Riverways are public in Trinidad and Tobago, but the land surrounding them is often private or at least privately occupied, and if you're ever hiking we recommend you heed any signs pertaining to private property and respect any crops you see along the way; however, fruit that has fallen to the ground, particularly in the river, are fair game. Roughly one-third of the way along the trek, you pass a bridge that has a grapefruit orchard just above; when grapefruit are in season you can usually find some amazing grapefruit, ripe and in good condition on the river bed just below the bridge.
Like every single day, the river was cold, and I decided as much as possible that I would scramble over the rocks to keep everyone's gear dry while getting some footage of the much more enjoyable and refreshing swims through the lower rock formations.
Then we arrived at the gorges themselves. If you think waterfalls are beautiful, wait till you see the gorges. They tower above you as you wade, walk, and climb through them. As you make your way through, they alternate from tight high formations to wider open spaces. While incredibly beautiful they always make me wonder what it would be like to see them during heavy rain and with flood waters passing through.
Eventually we arrived the mini-waterfall which I use as the functional end of this particular hike. There is a small pool you can swim in and a some comfortable rocks to rest on and have lunch. It also makes a great spot to take pictures. So we did all of the above. After a quick lunch break, we went for a swim and took turns standing under the small fall. Of course, no hike is complete without a waterfall photoshoot so we decided we would take turns posing with the rocks as well. Yes, yes, vanity is a hell of a thing.
We rested for a bit after the sheer exhaustion of posing for so many pictures and then made our way back down the river to the car. Moving with the water is always easier than moving against it and we made great time heading back down.
Towards the end of the hike we ran into Snake Man with a small group bathing in the river. Snake Man is retired member of the Trinidad and Tobago regiment who acts as a hike guide in his free time. When I was a teenager, he was frequently the hike guide for the Petrotrin hiking group that I hiked with on occasion and he took us on my first Matelot to Blachieuchesse crossing. We had a nice chat about the state of the trails in the area and reminisced about old hikes together before parting ways.
We made one other friend on the way back that I thought I'd introduce you to:
In case you don't know, Trinidad is a beautiful place and the people can be as lovely as the nature. When we got back to the bridge at the start of the river
There were a couple small groups of people having river limes when we got back to the bridge at the start of the hike. While exchanging greetings, I got into a conversation with one of the families there and they invited us to join them for lunch. We accepted and had plates with peleau and cole slaw and of course plenty pepper sauce.

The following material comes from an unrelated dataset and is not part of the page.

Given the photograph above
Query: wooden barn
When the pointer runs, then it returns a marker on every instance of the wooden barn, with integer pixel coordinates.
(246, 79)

Normally this is where my story ends, but the following morning I woke up with fever and chills and my stomach was not pleased with me. While it's possible the food we ate got me sick, I think the more likely candidate is that I picked up something when I was drinking water from the gorge. Growing up I'd always do this and I learnt early on to look for moving aereated water before drinking; but there is always a risk with drinking from rivers and streams. Even in areas where you expect the water to be clean, its always possible that an irregularity has occured upstream such as an animal dying in the river, or animals or humans defecating in or near the river.
Moral of the story: Always carry your water with you or make sure to have some method of water purification or filtration, whether its a filter, tablets, or drops.